Tracks A. B & D can make use of the Auto Echo effect. This is the same Auto Echo that I invented and implemented in both NTRQ and Nijuu - it uses an algorithm to produce a single-voice-echo effect without the need for manually inserting echo notes into your Patterns. It's not only good a simulating single-voice-echo but is quite an effective creative tool in it's own right. Also because it requires no additional manual calculation of where to place echo notes, it can also produce echo effects that would be near impossible to do by hand.

Like Envelope and Vibrato, Echo refers to an Echo Object in Pulsar. The Echo List has numbers down the left-hand side that are the object numbers you would specify in the Instrument ECHO parameter and also in the Echo Command (Yxx). Each row of the Echo List is one Echo Object comprising three parameters.

From left-to-right those parameters are:


SP specifies the Echo feedback speed. The value is the number of ticks/frames between each attenuation of the Echo signal. The lower the number, the shorter the echo delay
LV specifies the initial attenuation of the Echo signal when it is fed back into the audio output. It is a scaling value from 00 - 0F where 00 is silent and 0F is full volume
AT specifies the speed that the Echo signal decays over time. The value is simply subtracted from the current Echo amplitude at a frequency determined by the Echo Speed (SP) until the Echo amplitude is zero. A value of 00 would mean the Echo would technically be infinite. Maximum value in practicality is 0F but much smaller values are more useful

Auto Echo Information

Taken from a post on my NTRQ.net blog.

Some people have asked why the sounds... are short and if that's the only way the echo can work? It is true that the effect is quite dependent on the length of time a note is playing for or more specifically, it's the gaps in between the notes that are important - because it's only using a single voice, the echo signal has to have somewhere to go! For example, if you have a totally legato sound with no audible gaps in between the notes, you won't get any echo sound. So to get the best out of the echo (or the most obvious effect out of it) it's best to make sure there's plenty of silence in between notes. Of course, you can also have a fast run of notes with a gap at the end and the echo will reflect what has just been played, just as it does with single notes (depending of course on the Echo Speed of your current Echo patch).

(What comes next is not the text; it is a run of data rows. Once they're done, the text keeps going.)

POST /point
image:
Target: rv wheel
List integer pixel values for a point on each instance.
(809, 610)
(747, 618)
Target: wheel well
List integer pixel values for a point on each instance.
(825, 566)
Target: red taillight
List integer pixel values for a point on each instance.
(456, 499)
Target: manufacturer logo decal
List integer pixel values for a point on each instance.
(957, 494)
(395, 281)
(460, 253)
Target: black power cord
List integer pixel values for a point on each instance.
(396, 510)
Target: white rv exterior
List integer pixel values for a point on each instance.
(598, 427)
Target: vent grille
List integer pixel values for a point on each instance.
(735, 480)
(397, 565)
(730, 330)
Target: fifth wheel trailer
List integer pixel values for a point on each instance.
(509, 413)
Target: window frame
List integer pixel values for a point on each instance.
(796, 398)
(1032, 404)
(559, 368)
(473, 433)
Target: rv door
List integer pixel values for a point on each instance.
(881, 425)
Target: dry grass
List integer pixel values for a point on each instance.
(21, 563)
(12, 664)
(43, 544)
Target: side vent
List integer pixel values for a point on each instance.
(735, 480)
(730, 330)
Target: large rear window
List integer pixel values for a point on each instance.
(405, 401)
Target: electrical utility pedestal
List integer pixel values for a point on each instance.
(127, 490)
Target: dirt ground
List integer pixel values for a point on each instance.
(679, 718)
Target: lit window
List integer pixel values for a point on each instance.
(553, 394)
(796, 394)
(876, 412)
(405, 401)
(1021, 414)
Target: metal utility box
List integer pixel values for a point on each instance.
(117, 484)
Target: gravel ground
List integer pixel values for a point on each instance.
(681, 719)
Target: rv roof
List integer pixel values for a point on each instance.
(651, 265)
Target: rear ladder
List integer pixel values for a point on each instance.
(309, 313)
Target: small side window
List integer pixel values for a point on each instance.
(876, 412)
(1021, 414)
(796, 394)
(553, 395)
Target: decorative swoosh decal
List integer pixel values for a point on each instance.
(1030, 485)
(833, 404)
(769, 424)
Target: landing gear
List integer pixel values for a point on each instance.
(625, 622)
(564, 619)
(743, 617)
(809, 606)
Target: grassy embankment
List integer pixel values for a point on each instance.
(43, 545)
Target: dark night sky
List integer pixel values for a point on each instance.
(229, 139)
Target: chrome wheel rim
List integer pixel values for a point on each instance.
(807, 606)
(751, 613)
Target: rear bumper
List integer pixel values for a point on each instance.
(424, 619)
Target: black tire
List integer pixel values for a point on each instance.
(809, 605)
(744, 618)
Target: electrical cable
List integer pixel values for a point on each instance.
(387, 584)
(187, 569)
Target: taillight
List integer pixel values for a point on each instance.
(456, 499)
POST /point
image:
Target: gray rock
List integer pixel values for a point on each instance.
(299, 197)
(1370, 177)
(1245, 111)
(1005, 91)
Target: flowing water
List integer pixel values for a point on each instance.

Pulsar's Echo engine has two phases. One when it is 'recording' and the other when it is 'playing' echo. It constantly monitors the Amplitude Envelope of the voice while 'recording' the voice output and waits for a gap where the Envelope is in the Release phase. At this point it decides that it's time to feed some of the 'recorded' audio back into the signal path, swapping back to 'recording' again when a new note is played. It constantly flips between the two modes depending on what is going on the in Pattern.